Miałem bilet na Hawajo.
Byłem na wsi, byłem w mieście.
Byłem nawet w Budapeszcie.
Wszystko ch.
Może czasem trochę mniejszy,
ale potem jeszcze większy.
Nazywam się Karol Szrama i od kiedy pamiętam, miałem przejebane. Nie żeby tak od razu na maksa, ale nic nigdy nie układało się po mojej myśli. I w zasadzie mógłbym na tym zakończyć, gdyby nie to, że zamierzam podpalić wasze serca i rozpirzyć ten cały świat w drobny mak. Myślicie, moi drodzy, że to niemożliwe? Że nie stać mnie na taki gest? Udowodnię wszystkim, że mam jeszcze jaja! Ale wszystko po kolei…

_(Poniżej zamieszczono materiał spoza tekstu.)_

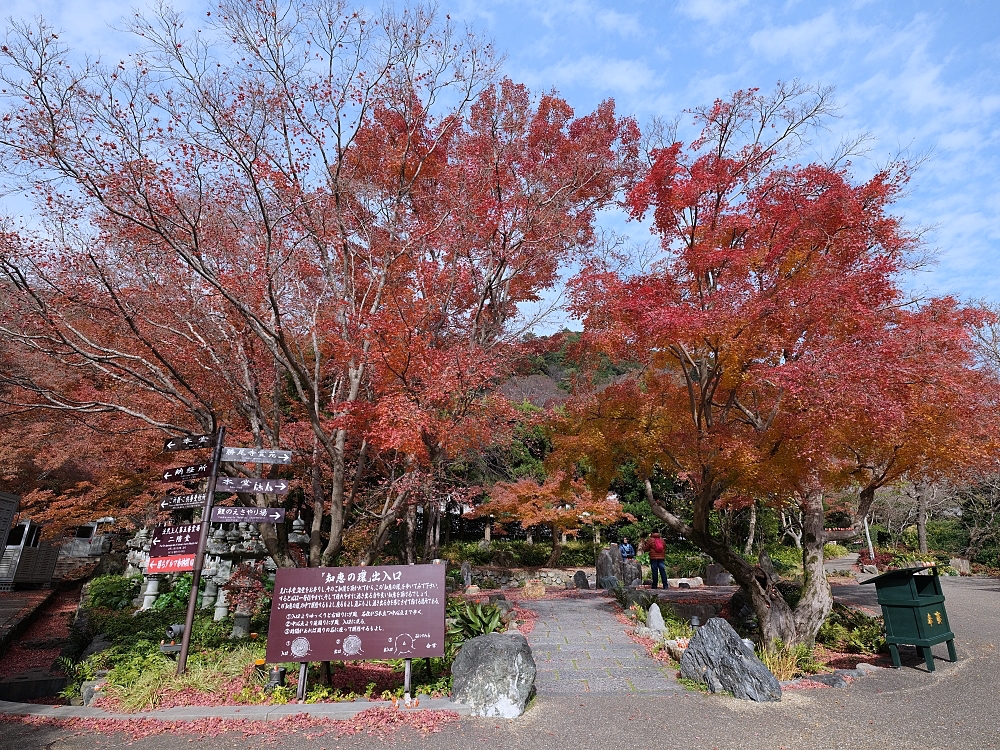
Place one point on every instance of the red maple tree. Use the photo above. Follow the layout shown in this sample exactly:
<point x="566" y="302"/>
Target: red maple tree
<point x="320" y="238"/>
<point x="774" y="354"/>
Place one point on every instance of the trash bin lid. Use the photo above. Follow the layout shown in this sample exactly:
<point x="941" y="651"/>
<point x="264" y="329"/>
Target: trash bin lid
<point x="900" y="573"/>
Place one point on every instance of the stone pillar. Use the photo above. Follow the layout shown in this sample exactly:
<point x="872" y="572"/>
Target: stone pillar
<point x="211" y="592"/>
<point x="221" y="606"/>
<point x="152" y="591"/>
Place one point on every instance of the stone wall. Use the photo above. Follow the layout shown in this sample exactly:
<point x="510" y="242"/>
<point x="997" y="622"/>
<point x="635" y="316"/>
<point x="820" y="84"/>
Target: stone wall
<point x="515" y="577"/>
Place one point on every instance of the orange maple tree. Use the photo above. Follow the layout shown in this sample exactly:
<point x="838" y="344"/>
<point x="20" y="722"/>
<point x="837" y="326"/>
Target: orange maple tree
<point x="562" y="503"/>
<point x="773" y="352"/>
<point x="314" y="226"/>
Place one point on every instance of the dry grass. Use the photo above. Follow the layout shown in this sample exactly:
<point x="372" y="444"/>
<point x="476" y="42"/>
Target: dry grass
<point x="208" y="674"/>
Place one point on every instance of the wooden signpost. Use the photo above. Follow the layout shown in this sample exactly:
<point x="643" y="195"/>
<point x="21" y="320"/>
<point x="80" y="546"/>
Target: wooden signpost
<point x="182" y="558"/>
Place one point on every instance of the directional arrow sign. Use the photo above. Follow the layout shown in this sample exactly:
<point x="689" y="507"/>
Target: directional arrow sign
<point x="256" y="456"/>
<point x="170" y="541"/>
<point x="223" y="514"/>
<point x="194" y="471"/>
<point x="237" y="484"/>
<point x="180" y="502"/>
<point x="187" y="443"/>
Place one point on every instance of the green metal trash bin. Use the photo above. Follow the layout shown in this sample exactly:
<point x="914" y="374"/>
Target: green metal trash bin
<point x="913" y="610"/>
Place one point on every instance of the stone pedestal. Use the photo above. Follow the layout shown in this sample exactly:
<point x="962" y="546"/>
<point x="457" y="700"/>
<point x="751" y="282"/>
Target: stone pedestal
<point x="152" y="591"/>
<point x="221" y="606"/>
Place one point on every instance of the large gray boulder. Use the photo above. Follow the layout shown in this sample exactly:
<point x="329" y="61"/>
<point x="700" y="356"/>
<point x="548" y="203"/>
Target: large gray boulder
<point x="632" y="573"/>
<point x="718" y="657"/>
<point x="654" y="619"/>
<point x="609" y="563"/>
<point x="494" y="674"/>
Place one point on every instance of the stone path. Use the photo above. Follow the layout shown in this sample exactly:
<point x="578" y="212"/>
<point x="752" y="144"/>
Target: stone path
<point x="579" y="647"/>
<point x="841" y="563"/>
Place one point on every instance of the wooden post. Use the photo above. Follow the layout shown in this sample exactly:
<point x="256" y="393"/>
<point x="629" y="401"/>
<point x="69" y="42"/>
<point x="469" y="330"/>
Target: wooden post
<point x="300" y="691"/>
<point x="199" y="556"/>
<point x="406" y="682"/>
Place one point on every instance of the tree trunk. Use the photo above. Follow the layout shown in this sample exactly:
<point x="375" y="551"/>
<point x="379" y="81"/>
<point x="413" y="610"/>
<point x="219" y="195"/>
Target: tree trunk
<point x="315" y="538"/>
<point x="817" y="599"/>
<point x="410" y="546"/>
<point x="777" y="621"/>
<point x="338" y="498"/>
<point x="748" y="547"/>
<point x="923" y="490"/>
<point x="556" y="548"/>
<point x="389" y="516"/>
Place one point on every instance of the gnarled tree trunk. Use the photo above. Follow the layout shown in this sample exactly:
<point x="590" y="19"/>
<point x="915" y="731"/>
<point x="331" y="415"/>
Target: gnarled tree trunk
<point x="776" y="619"/>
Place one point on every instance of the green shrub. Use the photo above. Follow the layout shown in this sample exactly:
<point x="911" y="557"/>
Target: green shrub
<point x="177" y="596"/>
<point x="853" y="631"/>
<point x="786" y="560"/>
<point x="948" y="535"/>
<point x="113" y="592"/>
<point x="833" y="551"/>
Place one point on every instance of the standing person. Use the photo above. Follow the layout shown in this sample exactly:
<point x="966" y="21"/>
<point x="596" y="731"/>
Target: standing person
<point x="657" y="550"/>
<point x="627" y="550"/>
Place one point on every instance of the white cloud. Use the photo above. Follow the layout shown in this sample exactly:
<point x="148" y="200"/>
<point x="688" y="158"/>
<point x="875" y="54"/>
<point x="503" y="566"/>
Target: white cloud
<point x="712" y="11"/>
<point x="802" y="42"/>
<point x="604" y="74"/>
<point x="623" y="24"/>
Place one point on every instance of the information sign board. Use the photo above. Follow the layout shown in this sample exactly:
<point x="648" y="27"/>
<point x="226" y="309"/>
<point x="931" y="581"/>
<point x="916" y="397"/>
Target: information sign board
<point x="241" y="514"/>
<point x="180" y="473"/>
<point x="171" y="564"/>
<point x="242" y="484"/>
<point x="354" y="614"/>
<point x="170" y="541"/>
<point x="187" y="443"/>
<point x="256" y="456"/>
<point x="181" y="502"/>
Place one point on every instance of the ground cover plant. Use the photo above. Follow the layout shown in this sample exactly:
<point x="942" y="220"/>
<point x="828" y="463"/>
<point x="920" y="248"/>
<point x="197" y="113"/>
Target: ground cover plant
<point x="222" y="670"/>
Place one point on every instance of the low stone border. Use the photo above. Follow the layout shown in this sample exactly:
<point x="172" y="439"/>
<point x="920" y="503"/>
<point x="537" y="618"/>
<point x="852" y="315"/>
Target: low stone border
<point x="345" y="710"/>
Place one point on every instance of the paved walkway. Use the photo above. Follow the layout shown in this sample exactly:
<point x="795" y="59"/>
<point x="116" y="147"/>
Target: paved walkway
<point x="580" y="647"/>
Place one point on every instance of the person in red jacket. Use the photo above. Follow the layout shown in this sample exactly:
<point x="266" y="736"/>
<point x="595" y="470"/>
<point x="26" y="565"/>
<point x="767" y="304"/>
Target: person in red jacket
<point x="657" y="549"/>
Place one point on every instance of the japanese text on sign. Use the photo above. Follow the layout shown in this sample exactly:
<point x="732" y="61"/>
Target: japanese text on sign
<point x="384" y="612"/>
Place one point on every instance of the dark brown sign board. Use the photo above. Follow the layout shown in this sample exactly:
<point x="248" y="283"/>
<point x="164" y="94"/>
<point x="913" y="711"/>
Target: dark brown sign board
<point x="242" y="484"/>
<point x="187" y="443"/>
<point x="194" y="471"/>
<point x="241" y="514"/>
<point x="181" y="502"/>
<point x="256" y="456"/>
<point x="171" y="541"/>
<point x="357" y="614"/>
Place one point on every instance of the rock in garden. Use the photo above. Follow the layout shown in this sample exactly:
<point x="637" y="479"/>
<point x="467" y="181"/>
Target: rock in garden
<point x="716" y="575"/>
<point x="831" y="680"/>
<point x="631" y="573"/>
<point x="718" y="657"/>
<point x="494" y="675"/>
<point x="654" y="619"/>
<point x="607" y="565"/>
<point x="91" y="690"/>
<point x="533" y="589"/>
<point x="466" y="573"/>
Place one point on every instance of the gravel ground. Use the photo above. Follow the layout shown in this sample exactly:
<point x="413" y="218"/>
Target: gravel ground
<point x="957" y="706"/>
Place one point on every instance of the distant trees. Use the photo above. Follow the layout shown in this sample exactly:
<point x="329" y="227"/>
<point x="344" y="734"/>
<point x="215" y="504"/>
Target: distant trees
<point x="308" y="222"/>
<point x="779" y="358"/>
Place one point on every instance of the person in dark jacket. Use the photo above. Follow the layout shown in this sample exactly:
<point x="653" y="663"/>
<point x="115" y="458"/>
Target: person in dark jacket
<point x="627" y="550"/>
<point x="657" y="550"/>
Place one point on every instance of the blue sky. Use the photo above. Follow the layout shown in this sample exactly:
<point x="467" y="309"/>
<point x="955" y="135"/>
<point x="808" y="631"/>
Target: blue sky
<point x="919" y="76"/>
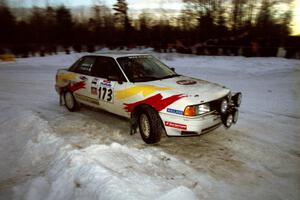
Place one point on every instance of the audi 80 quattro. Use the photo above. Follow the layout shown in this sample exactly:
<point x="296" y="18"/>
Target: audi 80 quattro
<point x="152" y="95"/>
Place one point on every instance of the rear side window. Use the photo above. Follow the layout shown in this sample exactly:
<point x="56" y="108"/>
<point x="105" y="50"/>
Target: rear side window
<point x="106" y="67"/>
<point x="84" y="65"/>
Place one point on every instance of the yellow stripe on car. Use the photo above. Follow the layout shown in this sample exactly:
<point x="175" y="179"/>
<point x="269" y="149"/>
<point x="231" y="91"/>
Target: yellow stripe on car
<point x="145" y="89"/>
<point x="67" y="76"/>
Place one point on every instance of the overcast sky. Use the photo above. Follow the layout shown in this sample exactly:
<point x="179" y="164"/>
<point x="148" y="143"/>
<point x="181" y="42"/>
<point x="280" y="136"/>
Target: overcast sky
<point x="137" y="5"/>
<point x="134" y="4"/>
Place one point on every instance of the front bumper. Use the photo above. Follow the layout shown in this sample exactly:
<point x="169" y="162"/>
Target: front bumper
<point x="190" y="126"/>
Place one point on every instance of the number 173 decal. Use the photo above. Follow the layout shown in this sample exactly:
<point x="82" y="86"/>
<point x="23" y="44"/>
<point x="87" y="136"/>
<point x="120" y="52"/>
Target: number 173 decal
<point x="106" y="94"/>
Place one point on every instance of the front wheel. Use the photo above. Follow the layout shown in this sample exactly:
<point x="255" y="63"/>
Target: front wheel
<point x="70" y="101"/>
<point x="150" y="126"/>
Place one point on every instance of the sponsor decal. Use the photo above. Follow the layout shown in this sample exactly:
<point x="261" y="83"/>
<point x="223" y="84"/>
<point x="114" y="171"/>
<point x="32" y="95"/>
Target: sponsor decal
<point x="186" y="82"/>
<point x="87" y="99"/>
<point x="155" y="101"/>
<point x="105" y="83"/>
<point x="67" y="76"/>
<point x="94" y="81"/>
<point x="106" y="94"/>
<point x="176" y="125"/>
<point x="94" y="91"/>
<point x="76" y="86"/>
<point x="146" y="90"/>
<point x="178" y="112"/>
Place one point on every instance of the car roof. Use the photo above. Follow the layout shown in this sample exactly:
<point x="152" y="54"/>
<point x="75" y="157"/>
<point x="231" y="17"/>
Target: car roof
<point x="117" y="55"/>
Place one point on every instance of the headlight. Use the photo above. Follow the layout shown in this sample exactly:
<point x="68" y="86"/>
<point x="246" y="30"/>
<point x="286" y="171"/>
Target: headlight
<point x="203" y="108"/>
<point x="190" y="111"/>
<point x="196" y="110"/>
<point x="237" y="99"/>
<point x="227" y="120"/>
<point x="224" y="106"/>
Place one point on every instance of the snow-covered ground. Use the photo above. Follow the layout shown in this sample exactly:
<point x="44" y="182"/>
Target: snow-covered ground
<point x="49" y="153"/>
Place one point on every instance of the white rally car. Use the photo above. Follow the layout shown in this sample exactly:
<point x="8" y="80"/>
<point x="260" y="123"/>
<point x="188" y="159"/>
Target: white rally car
<point x="152" y="95"/>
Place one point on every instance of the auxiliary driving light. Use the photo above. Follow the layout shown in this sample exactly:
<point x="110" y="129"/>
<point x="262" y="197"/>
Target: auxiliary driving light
<point x="237" y="99"/>
<point x="224" y="106"/>
<point x="229" y="120"/>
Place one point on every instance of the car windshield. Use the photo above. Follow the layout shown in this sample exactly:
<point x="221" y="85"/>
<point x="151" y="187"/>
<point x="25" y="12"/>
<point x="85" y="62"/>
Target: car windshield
<point x="145" y="68"/>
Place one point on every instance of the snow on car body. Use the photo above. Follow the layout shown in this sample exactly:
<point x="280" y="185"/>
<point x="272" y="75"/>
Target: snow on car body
<point x="152" y="95"/>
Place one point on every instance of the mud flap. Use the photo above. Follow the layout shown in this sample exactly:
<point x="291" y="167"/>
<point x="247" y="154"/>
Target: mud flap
<point x="133" y="123"/>
<point x="61" y="99"/>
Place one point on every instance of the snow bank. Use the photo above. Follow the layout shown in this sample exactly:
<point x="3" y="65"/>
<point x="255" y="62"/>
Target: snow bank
<point x="49" y="168"/>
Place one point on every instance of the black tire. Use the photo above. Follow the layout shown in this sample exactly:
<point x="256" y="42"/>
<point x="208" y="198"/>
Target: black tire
<point x="150" y="125"/>
<point x="68" y="98"/>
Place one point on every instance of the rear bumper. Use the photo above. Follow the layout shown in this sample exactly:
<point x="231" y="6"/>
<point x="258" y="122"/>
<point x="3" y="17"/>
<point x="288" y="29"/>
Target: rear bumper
<point x="187" y="126"/>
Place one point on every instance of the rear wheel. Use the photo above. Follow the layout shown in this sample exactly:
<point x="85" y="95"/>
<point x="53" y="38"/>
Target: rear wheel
<point x="70" y="102"/>
<point x="150" y="125"/>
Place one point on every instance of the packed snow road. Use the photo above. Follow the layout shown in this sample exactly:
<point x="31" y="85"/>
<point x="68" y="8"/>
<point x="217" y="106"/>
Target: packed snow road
<point x="47" y="152"/>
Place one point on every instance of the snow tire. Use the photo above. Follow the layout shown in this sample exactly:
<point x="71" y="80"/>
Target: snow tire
<point x="150" y="125"/>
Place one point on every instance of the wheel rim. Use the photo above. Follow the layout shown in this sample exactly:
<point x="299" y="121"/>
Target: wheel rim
<point x="69" y="100"/>
<point x="145" y="125"/>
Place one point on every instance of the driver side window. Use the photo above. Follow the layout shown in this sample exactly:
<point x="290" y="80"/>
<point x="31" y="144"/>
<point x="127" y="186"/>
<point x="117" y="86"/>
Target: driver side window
<point x="107" y="68"/>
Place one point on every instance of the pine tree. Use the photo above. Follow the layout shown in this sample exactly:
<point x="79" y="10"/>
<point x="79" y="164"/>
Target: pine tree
<point x="121" y="15"/>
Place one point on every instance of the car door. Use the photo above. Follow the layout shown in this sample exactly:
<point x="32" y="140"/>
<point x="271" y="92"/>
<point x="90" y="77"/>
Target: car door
<point x="107" y="79"/>
<point x="82" y="86"/>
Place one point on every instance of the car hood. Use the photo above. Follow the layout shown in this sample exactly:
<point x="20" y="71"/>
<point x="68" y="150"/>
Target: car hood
<point x="197" y="90"/>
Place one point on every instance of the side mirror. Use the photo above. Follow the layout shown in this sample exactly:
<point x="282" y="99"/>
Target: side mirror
<point x="115" y="78"/>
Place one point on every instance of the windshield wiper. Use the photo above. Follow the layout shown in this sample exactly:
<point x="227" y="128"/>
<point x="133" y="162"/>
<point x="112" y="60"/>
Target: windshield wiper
<point x="169" y="76"/>
<point x="145" y="78"/>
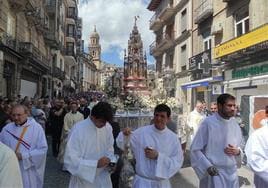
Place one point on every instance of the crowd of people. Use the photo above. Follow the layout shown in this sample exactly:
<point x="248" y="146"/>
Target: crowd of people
<point x="85" y="139"/>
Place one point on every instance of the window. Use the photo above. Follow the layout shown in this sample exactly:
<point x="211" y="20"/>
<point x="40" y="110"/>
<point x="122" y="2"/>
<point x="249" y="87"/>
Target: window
<point x="184" y="21"/>
<point x="183" y="57"/>
<point x="242" y="23"/>
<point x="207" y="43"/>
<point x="71" y="12"/>
<point x="61" y="64"/>
<point x="70" y="30"/>
<point x="10" y="25"/>
<point x="70" y="48"/>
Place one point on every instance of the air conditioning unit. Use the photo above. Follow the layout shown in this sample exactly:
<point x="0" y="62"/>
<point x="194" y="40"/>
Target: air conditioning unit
<point x="217" y="28"/>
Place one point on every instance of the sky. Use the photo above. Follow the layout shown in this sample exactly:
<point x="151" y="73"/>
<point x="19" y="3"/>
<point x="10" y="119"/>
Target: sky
<point x="114" y="20"/>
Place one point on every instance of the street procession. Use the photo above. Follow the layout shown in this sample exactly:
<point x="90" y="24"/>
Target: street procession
<point x="133" y="94"/>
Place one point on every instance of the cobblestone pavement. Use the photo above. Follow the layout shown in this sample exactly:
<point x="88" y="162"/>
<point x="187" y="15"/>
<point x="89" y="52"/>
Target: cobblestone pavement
<point x="54" y="176"/>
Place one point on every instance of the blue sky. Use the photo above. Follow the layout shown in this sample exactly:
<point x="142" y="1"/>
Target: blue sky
<point x="114" y="20"/>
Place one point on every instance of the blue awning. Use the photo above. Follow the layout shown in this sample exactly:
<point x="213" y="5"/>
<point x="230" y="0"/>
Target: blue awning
<point x="188" y="86"/>
<point x="201" y="83"/>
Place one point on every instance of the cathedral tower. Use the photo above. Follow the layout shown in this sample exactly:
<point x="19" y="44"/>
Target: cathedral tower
<point x="95" y="48"/>
<point x="135" y="64"/>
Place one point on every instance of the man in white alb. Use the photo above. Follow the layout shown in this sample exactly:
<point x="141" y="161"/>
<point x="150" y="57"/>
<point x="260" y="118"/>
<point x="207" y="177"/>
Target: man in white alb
<point x="257" y="156"/>
<point x="194" y="119"/>
<point x="215" y="153"/>
<point x="157" y="151"/>
<point x="10" y="175"/>
<point x="27" y="139"/>
<point x="89" y="150"/>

4 października roku pamiętnego
(za oknem strasznie piździ)
Na wstępie pragnę wyjaśnić, że jestem raczej skryty i z byle czym do mediów nigdy nie latałem, ale sytuacja, w której się znalazłem, zmusza mnie do zajęcia stanowiska i podzielenia się z gawiedzią tym, co mi w duszy gra. A jest co roztrząsać, gdyż uświadomiłem sobie, że właśnie skończyłem czterdzieści lat, nie prowadzam się po rautach z cycatymi blondynkami, tylko mam na stanie żonę, bachora oraz kredyt mieszkaniowy o wartości tak kosmicznej, że jeśli go nie spłacę w terminie (jeszcze tylko dwadzieścia lat!), to mnie z miejsca zamkną w lochu, każą oglądać seriale i będą polewać wrzącą smołą na okrągło. Na dodatek praca wkurwia mnie ponad miarę, czuję się przytłoczony permanentną presją o wszystko i wobec każdego (tak zwany wyścig szczurów), a ponadto przeczuwam u siebie początek otumanienia ogólnego albo trywialno-pospolitej choroby psychicznej. Bo wszystko zaczyna mi się mieszać, coś mi lata z tyłu głowy i nie tylko, a poza tym słyszę głosy, których w żadnej mierze nie powinienem usłyszeć. I nie są to, moi drodzy, oświadczyny królowej Maroka, tylko ordynarne podszepty do rzucenia tego wszystkiego w cholerę i przejścia (tak mi się wydaje) na ciemną stronę mocy. Ale o tym opowiem wam kiedy indziej, gdyż słyszę zza ściany, że wzywają mnie na bankiet urodzinowy. Jeśli chcecie, to zapraszam na melanż, tylko musimy udawać, że was tam nie ma. Bo gdyby się ślubna dowiedziała, że sprowadzam do domu gości bez jej zgody, miałbym się z pyszna przez następny miesiąc. Dlatego zapraszam serdecznie, tylko nie dajcie po sobie poznać, że tam jesteście. OK?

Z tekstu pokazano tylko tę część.